The Paris Climate Pact Is in Effect, but It’s Not Enough
Emissions goals put forth by most nations will come up short of saving the planet, unless governments double down on their commitments.
Less than a year after its inception, the Paris climate change agreement is officially in force—but the United Nations has warned that governments must dramatically reduce carbon emissions to meet its goals.
The agreement, drawn up last December, was formally ratified by enough nation-states last month. As of November 4, it’s binding for the countries that decided to sign up, which includes the U.S., China, and the members of the EU. Those countries must now endeavor to reduce their fossil-fuel use in order to limit average global temperature rises to less than 2 °C above preindustrial levels.

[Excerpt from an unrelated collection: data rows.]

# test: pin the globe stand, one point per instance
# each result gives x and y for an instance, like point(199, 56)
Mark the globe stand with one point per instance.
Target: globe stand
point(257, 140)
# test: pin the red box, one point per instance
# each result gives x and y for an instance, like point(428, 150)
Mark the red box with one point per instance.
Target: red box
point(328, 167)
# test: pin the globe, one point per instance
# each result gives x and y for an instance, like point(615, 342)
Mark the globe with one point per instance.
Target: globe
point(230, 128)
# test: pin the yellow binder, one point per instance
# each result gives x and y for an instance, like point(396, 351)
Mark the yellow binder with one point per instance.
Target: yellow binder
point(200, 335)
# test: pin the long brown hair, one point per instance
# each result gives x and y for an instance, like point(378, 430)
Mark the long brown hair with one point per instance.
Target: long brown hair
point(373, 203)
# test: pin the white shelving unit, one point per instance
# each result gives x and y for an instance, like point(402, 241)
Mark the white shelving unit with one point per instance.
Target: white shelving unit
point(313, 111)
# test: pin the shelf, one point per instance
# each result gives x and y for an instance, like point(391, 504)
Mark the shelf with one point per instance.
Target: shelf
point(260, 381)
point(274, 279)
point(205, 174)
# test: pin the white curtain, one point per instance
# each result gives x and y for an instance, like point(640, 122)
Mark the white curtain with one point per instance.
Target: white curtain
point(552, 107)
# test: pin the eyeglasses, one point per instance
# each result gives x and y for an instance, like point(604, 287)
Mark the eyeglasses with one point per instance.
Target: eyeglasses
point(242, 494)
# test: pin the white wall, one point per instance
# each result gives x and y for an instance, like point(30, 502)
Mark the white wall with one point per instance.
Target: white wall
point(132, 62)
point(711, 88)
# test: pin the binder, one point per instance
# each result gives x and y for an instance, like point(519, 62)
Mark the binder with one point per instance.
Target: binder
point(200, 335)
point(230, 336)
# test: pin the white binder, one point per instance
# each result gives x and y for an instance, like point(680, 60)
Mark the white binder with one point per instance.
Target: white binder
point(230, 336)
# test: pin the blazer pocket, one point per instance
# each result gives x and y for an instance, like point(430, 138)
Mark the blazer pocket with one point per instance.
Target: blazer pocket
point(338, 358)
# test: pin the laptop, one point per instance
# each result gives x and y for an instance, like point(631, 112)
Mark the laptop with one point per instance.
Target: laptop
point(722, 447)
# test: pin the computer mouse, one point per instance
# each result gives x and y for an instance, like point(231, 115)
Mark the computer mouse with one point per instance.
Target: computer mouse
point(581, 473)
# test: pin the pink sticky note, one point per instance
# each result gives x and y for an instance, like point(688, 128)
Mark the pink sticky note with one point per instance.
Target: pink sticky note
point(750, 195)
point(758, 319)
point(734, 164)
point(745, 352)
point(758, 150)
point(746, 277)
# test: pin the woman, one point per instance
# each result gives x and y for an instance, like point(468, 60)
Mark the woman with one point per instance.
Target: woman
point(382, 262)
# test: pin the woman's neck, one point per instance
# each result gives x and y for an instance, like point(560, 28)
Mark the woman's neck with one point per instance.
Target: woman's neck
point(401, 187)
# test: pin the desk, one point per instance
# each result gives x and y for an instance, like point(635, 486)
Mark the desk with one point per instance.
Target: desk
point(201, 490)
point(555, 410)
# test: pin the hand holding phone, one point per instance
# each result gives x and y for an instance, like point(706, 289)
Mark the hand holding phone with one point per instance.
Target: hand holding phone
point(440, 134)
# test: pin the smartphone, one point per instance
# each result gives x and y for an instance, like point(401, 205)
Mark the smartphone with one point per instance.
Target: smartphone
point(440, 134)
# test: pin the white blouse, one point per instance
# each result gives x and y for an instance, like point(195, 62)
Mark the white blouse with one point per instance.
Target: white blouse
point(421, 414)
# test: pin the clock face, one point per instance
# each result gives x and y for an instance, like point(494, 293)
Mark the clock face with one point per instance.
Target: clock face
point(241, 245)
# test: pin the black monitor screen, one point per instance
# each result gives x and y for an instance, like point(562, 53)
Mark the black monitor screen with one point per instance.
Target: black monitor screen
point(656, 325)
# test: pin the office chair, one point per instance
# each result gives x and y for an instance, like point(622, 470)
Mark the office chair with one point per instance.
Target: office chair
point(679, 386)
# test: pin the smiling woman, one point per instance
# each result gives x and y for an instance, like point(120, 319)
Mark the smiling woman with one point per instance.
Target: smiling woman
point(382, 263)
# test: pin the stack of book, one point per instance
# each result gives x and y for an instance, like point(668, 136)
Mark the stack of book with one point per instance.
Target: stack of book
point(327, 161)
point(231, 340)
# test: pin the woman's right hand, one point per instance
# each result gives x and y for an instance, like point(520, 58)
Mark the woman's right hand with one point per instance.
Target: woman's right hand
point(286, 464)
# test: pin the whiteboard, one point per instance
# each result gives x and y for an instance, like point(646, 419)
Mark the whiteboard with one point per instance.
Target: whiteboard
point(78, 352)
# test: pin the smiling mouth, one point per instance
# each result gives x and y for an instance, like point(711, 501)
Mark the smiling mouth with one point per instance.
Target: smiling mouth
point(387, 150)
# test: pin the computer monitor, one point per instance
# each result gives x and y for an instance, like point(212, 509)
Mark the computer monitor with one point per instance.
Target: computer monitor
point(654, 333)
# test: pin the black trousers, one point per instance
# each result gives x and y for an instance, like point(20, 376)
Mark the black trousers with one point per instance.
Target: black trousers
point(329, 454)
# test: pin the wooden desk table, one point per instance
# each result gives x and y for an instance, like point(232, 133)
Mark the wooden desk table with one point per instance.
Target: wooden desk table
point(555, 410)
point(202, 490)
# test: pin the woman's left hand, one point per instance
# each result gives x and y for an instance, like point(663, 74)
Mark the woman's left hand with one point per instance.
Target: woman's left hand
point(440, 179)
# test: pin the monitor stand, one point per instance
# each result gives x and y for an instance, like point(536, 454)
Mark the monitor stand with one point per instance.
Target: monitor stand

“This is a moment to celebrate,” said the United Nations’ climate chief Patricia Espinosa in a statement. She’s right: such large-scale international agreements are notoriously difficult to engineer. While negotiations were painful, the agreement is a beacon of hope for humankind, signaling that efforts will be made to mitigate the effects of climate change.
But Espinosa also warned that now is not a time for complacency. “It is also a moment to look ahead with sober assessment and renewed will over the task ahead,” she said. “In a short time … we need to see unprecedented reductions in greenhouse gas emissions and unequaled efforts to build societies that can resist rising climate impacts.”
In fact, a new UN report warns that the emissions pledges put forward by the countries to date don’t go far enough. It suggests that the emissions targets between now and 2030 will actually put the world on track to warm 3.4 °C by 2100. The report says that a further 25 percent reduction in emissions will be required to keep warming below 2 °C.
If officials seek a visceral reminder of how big an impact carbon dioxide emissions have on the planet, they have one in the shape of a new study published in Science about the impact of the gas on Arctic ice. Calculations suggest that three square meters of ice are lost for every ton of carbon dioxide emitted. That means the addition of another 1,000 gigatons of carbon dioxide into the atmosphere—about the amount that can be emitted before temperature rises exceed 2 °C—would render the Arctic ice-free during the summer.
As Espinosa says, the Paris agreement is good news. But we’re still a long way from where we need to be.